Lib/struct.py is a two-line shim:

from _struct import *
from _struct import _clearcache, pack, pack_into, unpack, unpack_from, \
iter_unpack, calcsize, error, Struct

All real logic lives in Modules/_struct.c. The Python file's only job is to make the C module's symbols available under the struct namespace and to ensure error and the private _clearcache function are exported even though they are not in _struct.__all__.

This annotation therefore covers Modules/_struct.c directly, treating the C source as the authoritative implementation.

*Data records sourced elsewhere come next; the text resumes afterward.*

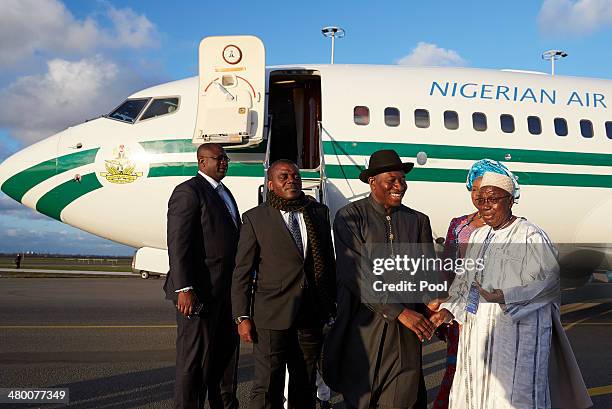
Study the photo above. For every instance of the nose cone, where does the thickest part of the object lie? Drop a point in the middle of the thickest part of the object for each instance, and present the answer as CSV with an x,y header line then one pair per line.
x,y
27,168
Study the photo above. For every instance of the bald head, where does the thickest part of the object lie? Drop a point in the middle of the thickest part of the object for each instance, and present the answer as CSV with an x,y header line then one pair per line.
x,y
212,160
207,148
274,166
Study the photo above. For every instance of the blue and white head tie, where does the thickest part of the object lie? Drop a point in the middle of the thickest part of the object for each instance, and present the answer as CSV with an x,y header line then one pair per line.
x,y
489,165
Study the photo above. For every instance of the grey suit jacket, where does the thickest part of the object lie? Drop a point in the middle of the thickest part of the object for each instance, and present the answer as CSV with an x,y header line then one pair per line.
x,y
202,241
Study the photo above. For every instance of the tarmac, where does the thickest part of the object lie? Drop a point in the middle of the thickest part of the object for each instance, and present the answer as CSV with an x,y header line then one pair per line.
x,y
111,342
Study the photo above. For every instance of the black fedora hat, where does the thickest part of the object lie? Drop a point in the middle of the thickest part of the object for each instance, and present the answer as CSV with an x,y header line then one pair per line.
x,y
385,160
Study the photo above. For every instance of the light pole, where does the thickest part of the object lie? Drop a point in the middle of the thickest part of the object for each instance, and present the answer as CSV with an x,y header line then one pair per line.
x,y
333,32
552,55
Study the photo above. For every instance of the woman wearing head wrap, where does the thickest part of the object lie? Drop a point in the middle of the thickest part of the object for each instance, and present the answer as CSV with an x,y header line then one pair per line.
x,y
513,352
457,237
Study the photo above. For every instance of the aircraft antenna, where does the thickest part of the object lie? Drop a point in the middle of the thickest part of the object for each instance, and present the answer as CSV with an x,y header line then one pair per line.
x,y
552,56
333,32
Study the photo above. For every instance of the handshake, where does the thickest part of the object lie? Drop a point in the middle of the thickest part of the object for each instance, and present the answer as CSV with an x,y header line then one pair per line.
x,y
422,326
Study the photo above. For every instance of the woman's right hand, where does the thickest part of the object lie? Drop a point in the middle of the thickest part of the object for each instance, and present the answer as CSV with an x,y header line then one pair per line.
x,y
441,317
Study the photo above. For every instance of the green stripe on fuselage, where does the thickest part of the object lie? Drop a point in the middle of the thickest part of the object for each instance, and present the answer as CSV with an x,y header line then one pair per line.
x,y
191,168
19,184
55,200
417,174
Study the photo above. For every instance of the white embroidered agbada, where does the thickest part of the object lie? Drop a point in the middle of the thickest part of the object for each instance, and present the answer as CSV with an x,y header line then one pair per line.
x,y
503,354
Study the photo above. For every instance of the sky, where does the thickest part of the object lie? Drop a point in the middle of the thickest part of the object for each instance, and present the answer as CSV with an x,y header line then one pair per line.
x,y
62,62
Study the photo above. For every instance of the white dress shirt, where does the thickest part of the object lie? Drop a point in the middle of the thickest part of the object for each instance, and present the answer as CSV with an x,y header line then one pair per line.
x,y
303,233
224,195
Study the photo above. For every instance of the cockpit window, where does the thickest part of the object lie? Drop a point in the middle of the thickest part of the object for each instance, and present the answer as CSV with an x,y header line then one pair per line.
x,y
129,110
160,106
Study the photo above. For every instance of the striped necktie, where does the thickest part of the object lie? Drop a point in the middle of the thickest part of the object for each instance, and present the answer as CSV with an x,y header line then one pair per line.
x,y
294,227
225,197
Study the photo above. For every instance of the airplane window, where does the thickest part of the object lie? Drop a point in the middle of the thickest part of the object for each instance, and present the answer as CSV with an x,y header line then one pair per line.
x,y
586,128
129,110
361,115
560,126
534,124
391,116
159,107
507,123
479,121
421,118
451,120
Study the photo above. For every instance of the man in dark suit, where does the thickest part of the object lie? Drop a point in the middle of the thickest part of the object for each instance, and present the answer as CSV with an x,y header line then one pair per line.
x,y
203,234
287,241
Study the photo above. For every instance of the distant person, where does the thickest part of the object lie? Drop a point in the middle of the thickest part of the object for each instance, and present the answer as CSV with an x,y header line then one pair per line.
x,y
455,245
513,351
202,237
287,241
373,352
18,261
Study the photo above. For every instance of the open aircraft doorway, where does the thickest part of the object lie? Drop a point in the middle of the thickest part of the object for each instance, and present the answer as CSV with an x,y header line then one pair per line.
x,y
294,105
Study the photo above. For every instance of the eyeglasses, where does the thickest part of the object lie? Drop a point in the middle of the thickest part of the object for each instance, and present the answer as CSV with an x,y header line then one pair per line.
x,y
220,158
491,200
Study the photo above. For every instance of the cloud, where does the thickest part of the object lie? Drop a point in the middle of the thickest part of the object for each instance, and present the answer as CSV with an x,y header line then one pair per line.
x,y
70,92
31,27
574,17
44,239
427,54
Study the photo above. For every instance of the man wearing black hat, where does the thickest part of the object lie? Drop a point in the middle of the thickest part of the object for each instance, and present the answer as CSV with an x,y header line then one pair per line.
x,y
373,353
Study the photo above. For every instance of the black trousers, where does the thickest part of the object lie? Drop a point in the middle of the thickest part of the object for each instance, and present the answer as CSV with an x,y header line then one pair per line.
x,y
206,360
298,349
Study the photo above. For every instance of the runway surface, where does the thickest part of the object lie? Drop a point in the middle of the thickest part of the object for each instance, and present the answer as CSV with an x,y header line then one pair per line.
x,y
111,342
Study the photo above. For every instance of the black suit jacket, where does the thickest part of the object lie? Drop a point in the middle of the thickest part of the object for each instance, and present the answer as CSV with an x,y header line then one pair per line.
x,y
266,246
202,241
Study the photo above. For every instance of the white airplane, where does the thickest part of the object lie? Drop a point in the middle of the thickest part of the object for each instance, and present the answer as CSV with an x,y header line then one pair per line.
x,y
112,176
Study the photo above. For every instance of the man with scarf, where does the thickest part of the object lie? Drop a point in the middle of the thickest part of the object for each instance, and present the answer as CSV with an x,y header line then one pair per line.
x,y
287,242
372,355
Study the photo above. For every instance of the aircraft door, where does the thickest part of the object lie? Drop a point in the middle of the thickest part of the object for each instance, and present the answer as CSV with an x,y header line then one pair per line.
x,y
231,92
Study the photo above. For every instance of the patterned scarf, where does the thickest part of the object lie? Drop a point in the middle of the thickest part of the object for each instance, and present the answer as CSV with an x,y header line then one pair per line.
x,y
302,204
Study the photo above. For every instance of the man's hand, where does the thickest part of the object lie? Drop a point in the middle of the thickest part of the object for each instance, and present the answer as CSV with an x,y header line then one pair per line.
x,y
441,317
187,302
417,323
245,330
434,304
495,295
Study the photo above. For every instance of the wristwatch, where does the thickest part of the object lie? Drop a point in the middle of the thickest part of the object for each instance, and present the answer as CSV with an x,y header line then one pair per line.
x,y
238,320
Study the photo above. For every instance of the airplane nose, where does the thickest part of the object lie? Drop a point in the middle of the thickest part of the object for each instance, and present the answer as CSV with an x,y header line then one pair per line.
x,y
27,168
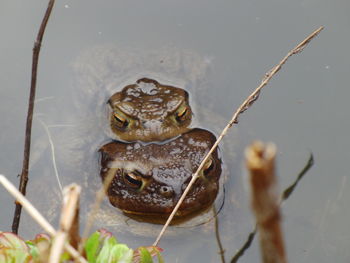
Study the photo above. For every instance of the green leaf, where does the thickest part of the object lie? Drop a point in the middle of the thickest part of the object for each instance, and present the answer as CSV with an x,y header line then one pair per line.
x,y
11,240
91,247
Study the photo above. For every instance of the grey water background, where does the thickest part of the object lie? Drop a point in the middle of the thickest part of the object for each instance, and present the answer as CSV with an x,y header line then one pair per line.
x,y
302,110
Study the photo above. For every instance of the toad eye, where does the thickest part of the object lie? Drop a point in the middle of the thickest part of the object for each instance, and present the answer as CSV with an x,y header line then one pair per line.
x,y
133,180
208,167
182,114
120,121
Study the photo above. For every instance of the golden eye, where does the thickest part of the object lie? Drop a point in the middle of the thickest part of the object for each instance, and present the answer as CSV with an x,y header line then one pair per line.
x,y
120,120
133,180
181,114
208,167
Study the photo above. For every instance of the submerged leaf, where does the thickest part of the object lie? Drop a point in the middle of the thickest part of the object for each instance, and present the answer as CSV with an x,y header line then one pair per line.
x,y
145,255
152,250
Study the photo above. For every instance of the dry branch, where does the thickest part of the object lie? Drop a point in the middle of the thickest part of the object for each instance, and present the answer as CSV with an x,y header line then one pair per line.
x,y
35,214
244,106
69,223
260,161
26,155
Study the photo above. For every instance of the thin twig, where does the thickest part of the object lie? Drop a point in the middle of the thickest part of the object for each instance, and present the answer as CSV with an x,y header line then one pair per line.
x,y
53,156
285,195
24,174
260,162
68,221
217,234
35,214
244,106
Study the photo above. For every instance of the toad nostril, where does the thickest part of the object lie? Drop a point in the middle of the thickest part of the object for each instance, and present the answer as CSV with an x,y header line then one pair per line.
x,y
166,191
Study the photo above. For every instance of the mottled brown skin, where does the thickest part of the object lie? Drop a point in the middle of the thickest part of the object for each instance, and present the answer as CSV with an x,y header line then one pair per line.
x,y
149,111
150,178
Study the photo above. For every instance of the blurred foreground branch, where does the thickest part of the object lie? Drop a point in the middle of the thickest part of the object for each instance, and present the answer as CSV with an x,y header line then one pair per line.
x,y
260,161
25,167
243,107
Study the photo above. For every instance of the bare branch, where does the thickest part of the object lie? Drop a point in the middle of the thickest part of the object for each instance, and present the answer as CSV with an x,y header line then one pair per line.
x,y
244,106
260,161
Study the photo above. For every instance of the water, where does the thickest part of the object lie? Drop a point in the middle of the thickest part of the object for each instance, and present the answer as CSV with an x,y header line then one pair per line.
x,y
302,110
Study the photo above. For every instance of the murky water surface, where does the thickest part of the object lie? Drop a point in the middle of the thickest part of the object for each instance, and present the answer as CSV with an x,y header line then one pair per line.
x,y
302,110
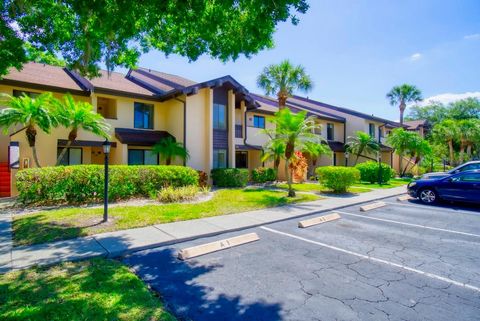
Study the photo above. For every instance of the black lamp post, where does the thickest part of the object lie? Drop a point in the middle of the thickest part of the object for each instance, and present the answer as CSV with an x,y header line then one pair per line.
x,y
106,150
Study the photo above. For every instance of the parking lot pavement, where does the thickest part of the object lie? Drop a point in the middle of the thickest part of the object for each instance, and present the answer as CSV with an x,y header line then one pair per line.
x,y
398,262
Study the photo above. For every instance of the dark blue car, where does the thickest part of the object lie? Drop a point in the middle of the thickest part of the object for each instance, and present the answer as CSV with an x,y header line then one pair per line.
x,y
462,187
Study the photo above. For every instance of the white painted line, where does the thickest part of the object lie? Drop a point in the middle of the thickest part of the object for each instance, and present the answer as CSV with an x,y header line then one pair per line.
x,y
318,220
435,207
410,224
202,249
374,259
372,206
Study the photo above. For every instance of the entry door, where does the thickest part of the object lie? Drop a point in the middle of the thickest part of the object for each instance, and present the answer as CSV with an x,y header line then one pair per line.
x,y
241,159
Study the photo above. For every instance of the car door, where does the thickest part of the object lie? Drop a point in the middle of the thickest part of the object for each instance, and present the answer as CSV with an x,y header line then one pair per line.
x,y
460,187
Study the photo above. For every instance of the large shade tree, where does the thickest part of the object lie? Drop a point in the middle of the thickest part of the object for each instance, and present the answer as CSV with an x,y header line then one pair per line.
x,y
402,95
76,115
31,112
362,144
283,80
113,32
294,130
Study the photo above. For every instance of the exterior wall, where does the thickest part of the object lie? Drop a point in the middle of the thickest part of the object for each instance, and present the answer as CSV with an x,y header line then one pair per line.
x,y
199,130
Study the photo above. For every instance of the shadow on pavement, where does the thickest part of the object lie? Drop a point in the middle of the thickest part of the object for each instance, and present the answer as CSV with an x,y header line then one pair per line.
x,y
175,281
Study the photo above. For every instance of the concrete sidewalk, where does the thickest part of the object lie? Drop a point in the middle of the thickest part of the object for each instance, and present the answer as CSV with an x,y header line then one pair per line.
x,y
114,244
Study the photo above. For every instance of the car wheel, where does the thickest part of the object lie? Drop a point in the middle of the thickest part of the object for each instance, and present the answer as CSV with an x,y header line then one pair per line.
x,y
428,196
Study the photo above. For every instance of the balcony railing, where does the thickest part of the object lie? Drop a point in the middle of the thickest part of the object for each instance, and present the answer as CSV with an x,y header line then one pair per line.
x,y
238,131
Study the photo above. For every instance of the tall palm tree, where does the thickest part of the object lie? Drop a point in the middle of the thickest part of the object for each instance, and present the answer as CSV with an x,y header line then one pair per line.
x,y
447,131
169,149
283,79
362,145
31,112
76,115
294,131
402,95
403,142
315,150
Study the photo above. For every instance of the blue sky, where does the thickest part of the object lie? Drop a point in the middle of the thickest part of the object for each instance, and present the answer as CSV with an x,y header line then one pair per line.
x,y
356,50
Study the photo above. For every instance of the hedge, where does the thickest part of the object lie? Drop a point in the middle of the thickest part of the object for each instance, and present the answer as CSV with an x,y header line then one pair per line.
x,y
263,175
230,177
84,183
369,172
337,178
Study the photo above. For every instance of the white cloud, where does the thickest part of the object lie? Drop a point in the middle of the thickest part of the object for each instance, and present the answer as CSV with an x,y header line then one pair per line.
x,y
474,36
416,56
447,98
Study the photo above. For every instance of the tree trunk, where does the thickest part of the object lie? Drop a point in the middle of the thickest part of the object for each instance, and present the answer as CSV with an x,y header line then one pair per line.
x,y
402,110
291,192
282,101
31,133
450,147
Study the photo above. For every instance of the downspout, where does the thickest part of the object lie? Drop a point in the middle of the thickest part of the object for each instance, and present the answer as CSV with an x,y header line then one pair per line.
x,y
184,102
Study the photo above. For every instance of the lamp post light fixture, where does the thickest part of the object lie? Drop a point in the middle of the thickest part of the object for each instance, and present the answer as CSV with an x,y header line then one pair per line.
x,y
106,150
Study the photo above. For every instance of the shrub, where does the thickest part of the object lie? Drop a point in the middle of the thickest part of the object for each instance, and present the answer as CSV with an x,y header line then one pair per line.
x,y
338,178
369,172
172,194
230,177
202,179
84,183
263,175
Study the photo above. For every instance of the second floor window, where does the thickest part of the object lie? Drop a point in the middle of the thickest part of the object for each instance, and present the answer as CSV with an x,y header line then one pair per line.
x,y
219,116
258,121
371,129
143,116
330,131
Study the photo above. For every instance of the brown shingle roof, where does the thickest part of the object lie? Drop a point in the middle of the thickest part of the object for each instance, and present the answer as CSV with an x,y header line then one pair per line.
x,y
42,74
118,82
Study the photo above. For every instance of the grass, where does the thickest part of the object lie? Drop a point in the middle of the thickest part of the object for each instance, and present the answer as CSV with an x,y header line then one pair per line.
x,y
73,222
97,289
315,187
394,182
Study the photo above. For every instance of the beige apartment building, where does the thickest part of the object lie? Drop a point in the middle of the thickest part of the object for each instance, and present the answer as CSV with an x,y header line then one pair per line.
x,y
219,121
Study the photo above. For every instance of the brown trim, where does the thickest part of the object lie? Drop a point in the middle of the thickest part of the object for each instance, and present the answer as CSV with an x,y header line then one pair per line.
x,y
23,84
83,143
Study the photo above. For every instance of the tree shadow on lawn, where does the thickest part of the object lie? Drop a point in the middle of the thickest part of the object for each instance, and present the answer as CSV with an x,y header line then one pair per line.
x,y
177,283
98,289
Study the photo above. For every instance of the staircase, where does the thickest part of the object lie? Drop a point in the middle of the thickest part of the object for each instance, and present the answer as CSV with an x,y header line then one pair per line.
x,y
4,180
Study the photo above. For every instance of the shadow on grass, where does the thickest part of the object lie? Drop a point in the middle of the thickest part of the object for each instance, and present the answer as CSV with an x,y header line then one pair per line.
x,y
177,282
98,289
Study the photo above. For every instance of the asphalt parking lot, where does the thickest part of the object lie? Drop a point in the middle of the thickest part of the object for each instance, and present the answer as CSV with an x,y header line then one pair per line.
x,y
404,261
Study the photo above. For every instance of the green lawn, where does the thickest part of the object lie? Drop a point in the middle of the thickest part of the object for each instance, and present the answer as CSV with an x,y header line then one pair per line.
x,y
395,182
72,222
315,187
97,289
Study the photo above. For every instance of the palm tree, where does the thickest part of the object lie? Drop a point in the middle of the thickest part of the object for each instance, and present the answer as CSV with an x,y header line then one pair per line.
x,y
447,131
76,115
315,150
362,145
294,131
274,152
402,141
31,113
283,79
169,149
402,95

Struct is a compiled format object. Calling Struct(fmt) parses the format string once and caches the result; subsequent pack/unpack calls reuse the parsed representation. Module-level functions pack, unpack, etc. maintain an internal LRU cache of Struct objects keyed by format string, so repeated calls with the same format are as fast as using an explicit Struct.

Map

LinesSymbolRolegopy
1-50from _struct import *, __all__Full re-export; the Python layer adds no logic. All symbols originate in Modules/_struct.c.(stdlib pending)
_struct.c format parserbyte-order prefixes, format codes@, =, <, >, ! set byte order and alignment; x c b B h H i I l L q Q e f d s p P n N ? are the format codes with defined size and alignment.(stdlib pending)
_struct.c Struct typeStruct.__init__, Struct.pack, Struct.unpack, Struct.pack_into, Struct.unpack_from, Struct.iter_unpack, Struct.size, Struct.formatCompiled format object; size is computed once at compile time; iter_unpack returns an iterator that advances through a buffer in size-byte steps.(stdlib pending)
_struct.c module-levelpack, unpack, pack_into, unpack_from, iter_unpack, calcsizeConvenience wrappers that compile the format string through an internal LRU cache and delegate to the matching Struct method.(stdlib pending)

Reading

Byte-order prefix semantics

cpython 3.14 @ ab2d84fe1023/Lib/struct.py#L1-50

The first character of a format string selects byte order and alignment:

PrefixByte orderSizeAlignment
@ (default)nativenativenative
=nativestandardnone
<little-endianstandardnone
>big-endianstandardnone
!network (big-endian)standardnone

"Native" size means the C compiler's sizeof for the corresponding type. "Standard" size is the fixed width mandated by the format code table. "Native alignment" inserts padding bytes before each field so it falls on its natural boundary. No prefix other than @ inserts padding.

import struct

# native byte order, native sizes, native alignment
struct.pack('@ii', 1, 2) # may have padding; size is platform-dependent

# little-endian, standard sizes (4 bytes each), no padding
struct.pack('<ii', 1, 2) # always 8 bytes

# big-endian (network order), same as >
struct.pack('!H', 0x0102) # b'\x01\x02'

Format code table

CodeC typePython typeStandard size (bytes)
xpad byteno value1
ccharbytes of length 11
bsigned charint1
Bunsigned charint1
?_Boolbool1
hshortint2
Hunsigned shortint2
iintint4
Iunsigned intint4
llongint4
Lunsigned longint4
qlong longint8
Qunsigned long longint8
nssize_tint(native only)
Nsize_tint(native only)
ehalf-floatfloat2
ffloatfloat4
ddoublefloat8
schar[]bytes1 per character
pPascal stringbytes1 per character
Pvoid *int(native only)

A repeat count may precede any code: 4H is four unsigned shorts. For s the count is the byte length of the string, not a repeat: 10s is one 10-byte field.

pack and unpack usage

import struct

# module-level convenience (implemented in _struct.c):
struct.pack('>IH', 0xDEAD, 0xBEEF) # => b'\x00\x00\xde\xad\xbe\xef'
struct.unpack('>IH', b'\x00\x00\xde\xad\xbe\xef') # => (0xDEAD, 0xBEEF)
struct.calcsize('>IH') # => 6

# pack_into writes into an existing writable buffer at offset
buf = bytearray(8)
struct.pack_into('<I', buf, 2, 0xDEADBEEF)
# buf[2:6] = b'\xef\xbe\xad\xde'

# unpack_from reads from offset without slicing
(val,) = struct.unpack_from('<I', buf, 2)
# val = 0xDEADBEEF

pack returns a bytes object whose length equals calcsize(fmt). unpack always returns a tuple, even for a single-field format. pack_into writes into any writable buffer that supports the buffer protocol (bytearray, memoryview). unpack_from accepts an optional offset parameter so callers avoid an intermediate slice.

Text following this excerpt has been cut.